In den Tagebüchern, die die Probanden für jeweils acht Tage geführt haben, haben sie über ihre täglichen Stressfaktoren und über ihre emotionalen Reaktionen berichtet. Anschließend haben die Forscher mit komplexen statistischen Methoden ermittelt, wie der Umgang mit Alltagsstress langfristig ihre Persönlichkeit beeinflusst hat.

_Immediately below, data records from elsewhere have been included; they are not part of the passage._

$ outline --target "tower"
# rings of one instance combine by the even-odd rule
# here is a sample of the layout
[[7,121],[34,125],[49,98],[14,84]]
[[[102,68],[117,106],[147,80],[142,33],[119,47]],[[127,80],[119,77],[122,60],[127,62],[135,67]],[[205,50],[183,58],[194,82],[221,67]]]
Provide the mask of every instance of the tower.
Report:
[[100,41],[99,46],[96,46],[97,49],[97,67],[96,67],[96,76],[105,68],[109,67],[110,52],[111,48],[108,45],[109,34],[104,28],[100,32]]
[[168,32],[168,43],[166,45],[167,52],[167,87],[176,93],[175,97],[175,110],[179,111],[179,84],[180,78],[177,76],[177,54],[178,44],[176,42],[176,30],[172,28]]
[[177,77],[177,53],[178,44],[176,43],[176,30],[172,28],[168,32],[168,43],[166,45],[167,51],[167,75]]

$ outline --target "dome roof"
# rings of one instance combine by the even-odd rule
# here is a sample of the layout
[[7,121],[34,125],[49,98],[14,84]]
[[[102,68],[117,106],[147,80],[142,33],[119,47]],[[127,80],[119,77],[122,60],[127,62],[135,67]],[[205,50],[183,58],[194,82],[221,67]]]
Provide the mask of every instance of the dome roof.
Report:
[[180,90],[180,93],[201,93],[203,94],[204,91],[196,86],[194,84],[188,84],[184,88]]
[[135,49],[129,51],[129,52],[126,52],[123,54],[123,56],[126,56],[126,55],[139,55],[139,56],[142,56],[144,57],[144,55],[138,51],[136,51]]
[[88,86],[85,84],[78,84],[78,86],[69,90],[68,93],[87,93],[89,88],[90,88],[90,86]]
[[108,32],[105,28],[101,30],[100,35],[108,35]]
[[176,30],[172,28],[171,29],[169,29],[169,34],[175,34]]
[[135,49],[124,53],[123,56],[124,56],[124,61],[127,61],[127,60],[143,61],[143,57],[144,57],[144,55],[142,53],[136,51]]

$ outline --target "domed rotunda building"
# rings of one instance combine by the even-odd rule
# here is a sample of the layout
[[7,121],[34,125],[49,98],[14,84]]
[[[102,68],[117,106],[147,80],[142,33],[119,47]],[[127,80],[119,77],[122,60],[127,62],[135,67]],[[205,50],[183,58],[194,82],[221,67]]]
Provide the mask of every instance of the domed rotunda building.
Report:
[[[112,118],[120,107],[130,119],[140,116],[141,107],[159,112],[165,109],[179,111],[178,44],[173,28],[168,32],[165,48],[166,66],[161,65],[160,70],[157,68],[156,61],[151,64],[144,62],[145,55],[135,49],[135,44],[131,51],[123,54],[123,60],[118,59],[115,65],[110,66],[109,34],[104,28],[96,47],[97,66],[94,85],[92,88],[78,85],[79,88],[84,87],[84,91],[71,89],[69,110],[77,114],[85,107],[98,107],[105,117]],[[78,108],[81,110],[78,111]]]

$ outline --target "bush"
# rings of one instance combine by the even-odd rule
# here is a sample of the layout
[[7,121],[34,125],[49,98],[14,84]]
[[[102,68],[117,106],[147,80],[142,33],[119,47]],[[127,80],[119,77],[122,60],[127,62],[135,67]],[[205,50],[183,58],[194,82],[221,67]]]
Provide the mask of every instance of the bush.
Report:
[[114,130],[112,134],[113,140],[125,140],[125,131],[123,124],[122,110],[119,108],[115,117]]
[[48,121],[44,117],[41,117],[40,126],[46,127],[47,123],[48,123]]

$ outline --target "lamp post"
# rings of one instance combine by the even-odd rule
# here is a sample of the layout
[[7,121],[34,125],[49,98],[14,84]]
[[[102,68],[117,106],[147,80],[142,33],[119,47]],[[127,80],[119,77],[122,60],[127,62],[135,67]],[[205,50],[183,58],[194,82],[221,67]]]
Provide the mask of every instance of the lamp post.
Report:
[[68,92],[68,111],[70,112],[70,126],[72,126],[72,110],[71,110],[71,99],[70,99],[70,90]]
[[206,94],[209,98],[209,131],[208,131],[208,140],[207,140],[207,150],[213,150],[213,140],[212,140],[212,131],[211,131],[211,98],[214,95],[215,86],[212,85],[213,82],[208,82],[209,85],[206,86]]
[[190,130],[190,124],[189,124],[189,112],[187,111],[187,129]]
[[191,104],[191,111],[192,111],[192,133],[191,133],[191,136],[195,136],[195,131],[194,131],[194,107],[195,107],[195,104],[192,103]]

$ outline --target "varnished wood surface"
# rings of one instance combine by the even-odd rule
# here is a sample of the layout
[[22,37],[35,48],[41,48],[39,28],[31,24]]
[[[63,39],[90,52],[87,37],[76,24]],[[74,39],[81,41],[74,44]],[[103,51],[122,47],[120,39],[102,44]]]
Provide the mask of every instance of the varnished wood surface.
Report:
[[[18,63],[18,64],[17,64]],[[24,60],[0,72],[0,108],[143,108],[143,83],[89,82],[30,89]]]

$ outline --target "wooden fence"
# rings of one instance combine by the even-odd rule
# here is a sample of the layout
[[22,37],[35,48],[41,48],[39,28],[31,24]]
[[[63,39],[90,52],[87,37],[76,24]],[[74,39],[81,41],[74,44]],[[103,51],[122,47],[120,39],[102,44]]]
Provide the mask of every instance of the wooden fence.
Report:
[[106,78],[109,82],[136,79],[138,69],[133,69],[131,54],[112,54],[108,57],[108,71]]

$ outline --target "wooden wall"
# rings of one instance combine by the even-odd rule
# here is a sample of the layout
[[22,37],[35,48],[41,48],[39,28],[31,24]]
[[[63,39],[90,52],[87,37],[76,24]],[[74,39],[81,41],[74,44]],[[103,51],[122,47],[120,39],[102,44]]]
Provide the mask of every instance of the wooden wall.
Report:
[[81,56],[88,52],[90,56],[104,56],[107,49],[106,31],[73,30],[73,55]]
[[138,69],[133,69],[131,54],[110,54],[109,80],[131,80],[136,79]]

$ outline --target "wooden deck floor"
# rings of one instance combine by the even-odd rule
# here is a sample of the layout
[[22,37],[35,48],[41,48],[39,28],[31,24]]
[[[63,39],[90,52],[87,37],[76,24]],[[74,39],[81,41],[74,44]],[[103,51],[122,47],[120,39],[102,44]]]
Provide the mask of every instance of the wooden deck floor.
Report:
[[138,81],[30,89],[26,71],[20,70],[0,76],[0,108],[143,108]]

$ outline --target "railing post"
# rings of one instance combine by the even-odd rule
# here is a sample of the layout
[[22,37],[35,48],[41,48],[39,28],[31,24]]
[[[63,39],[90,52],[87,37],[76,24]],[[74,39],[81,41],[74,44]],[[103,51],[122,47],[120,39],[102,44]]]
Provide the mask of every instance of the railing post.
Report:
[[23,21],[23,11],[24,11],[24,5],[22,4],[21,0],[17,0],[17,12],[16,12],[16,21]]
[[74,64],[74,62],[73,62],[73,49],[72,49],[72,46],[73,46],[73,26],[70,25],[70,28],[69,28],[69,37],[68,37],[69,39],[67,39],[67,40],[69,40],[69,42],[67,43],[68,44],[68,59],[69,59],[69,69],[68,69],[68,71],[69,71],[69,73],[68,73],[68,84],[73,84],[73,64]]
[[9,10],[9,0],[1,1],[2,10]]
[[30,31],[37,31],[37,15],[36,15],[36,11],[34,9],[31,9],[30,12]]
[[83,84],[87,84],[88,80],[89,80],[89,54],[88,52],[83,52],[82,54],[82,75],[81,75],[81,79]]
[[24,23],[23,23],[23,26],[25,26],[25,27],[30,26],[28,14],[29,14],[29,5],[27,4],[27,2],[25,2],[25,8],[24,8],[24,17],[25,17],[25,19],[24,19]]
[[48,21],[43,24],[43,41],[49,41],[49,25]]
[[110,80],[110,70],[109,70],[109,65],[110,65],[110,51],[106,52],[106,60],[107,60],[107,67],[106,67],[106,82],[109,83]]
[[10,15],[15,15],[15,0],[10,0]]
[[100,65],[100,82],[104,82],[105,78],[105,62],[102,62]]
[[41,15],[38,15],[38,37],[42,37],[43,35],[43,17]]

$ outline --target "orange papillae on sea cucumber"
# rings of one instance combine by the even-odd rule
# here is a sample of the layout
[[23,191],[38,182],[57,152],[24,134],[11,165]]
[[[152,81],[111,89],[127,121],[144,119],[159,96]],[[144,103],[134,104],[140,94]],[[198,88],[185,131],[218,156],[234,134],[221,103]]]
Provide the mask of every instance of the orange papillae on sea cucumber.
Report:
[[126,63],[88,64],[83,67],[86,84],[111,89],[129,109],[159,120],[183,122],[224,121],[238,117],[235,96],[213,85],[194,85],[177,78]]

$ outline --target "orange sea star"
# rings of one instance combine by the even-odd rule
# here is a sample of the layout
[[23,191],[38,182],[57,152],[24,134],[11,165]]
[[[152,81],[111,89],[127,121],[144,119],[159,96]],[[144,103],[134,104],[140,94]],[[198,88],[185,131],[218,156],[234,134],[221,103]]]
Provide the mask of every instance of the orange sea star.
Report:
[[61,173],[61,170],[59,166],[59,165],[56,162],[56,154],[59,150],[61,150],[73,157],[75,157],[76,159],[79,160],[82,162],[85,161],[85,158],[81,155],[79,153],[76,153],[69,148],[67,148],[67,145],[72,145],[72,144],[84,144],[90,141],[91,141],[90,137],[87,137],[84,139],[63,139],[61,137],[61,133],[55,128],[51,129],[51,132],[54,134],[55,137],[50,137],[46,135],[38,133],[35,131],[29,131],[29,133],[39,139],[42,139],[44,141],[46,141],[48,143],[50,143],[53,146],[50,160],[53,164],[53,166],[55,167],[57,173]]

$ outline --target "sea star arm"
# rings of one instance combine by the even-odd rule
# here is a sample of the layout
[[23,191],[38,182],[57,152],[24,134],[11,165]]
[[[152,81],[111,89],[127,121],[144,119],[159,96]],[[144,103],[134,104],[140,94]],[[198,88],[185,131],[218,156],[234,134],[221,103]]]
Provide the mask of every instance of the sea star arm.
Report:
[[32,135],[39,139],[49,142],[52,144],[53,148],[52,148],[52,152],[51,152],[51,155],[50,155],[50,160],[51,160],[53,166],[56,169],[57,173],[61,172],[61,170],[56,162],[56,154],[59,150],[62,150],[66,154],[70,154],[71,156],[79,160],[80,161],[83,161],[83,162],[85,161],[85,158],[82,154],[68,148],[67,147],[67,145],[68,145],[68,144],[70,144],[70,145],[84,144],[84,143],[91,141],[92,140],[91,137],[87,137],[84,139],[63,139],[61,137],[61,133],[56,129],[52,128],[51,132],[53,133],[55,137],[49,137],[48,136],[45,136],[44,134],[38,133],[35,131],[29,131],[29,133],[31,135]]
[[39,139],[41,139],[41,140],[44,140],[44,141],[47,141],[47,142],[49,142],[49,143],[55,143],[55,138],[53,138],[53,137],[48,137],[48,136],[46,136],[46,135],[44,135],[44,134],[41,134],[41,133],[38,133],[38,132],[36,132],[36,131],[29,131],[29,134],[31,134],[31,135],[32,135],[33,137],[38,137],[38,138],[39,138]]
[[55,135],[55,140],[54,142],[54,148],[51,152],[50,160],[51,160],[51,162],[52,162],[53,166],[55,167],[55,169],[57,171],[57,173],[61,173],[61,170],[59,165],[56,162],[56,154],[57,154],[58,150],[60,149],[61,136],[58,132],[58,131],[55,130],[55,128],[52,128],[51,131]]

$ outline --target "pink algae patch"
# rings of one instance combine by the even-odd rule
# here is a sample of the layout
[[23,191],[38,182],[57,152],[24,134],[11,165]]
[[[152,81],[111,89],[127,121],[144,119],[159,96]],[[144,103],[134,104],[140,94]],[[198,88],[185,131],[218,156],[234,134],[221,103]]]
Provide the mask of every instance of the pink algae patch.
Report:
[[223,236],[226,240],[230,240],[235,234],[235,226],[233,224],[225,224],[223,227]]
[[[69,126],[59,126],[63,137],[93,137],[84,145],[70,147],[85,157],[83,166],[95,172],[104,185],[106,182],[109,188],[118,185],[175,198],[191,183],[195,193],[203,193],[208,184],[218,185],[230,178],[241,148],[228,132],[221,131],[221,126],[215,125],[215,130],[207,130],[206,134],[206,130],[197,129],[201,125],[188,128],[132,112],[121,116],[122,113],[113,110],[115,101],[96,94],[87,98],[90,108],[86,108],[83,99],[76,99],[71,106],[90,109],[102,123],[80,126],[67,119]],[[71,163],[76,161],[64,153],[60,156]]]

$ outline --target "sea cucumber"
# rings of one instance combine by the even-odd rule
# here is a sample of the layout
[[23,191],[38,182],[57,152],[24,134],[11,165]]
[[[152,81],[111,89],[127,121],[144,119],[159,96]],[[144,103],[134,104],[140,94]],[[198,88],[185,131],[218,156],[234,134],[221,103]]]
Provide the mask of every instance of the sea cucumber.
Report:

Laut den Ergebnissen werden Menschen, die ihren alltäglichen Stress gut bewältigen können, im Laufe von fast zwei Jahrzehnten offener, extrovertierter und umgänglicher. Menschen, die mit ihrem Stress nur schlecht umgehen können, ziehen sich hingegen zunehmend zurück, sind weniger offen gegenüber neuer Erfahrungen und handeln weniger freundlich.
„Frühere Forschung hat bereits gezeigt, dass die Persönlichkeit vorhersagen kann, wie gut jemand mit alltäglichem Stress umgeht. Das Spannende an dieser Studie ist, dass sich auch der umgekehrte Weg zeigt: Wer im Alltag besser mit Stresssituationen zurechtkommt, entwickelt sich über die Zeit zu einer extrovertierteren, angenehmeren und offeneren Persönlichkeit. Das bedeutet aber auch: Wer zunehmend schlechter mit den täglichen Herausforderungen umgeht, wird tendenziell introvertierter, weniger freundlich und verschließt sich neuen Erfahrungen.“
Die Forscher erklären, dass die neuen Erkenntnisse Menschen mit einer unzureichenden Stressbewältigung dabei helfen können, besser mit Stress umzugehen.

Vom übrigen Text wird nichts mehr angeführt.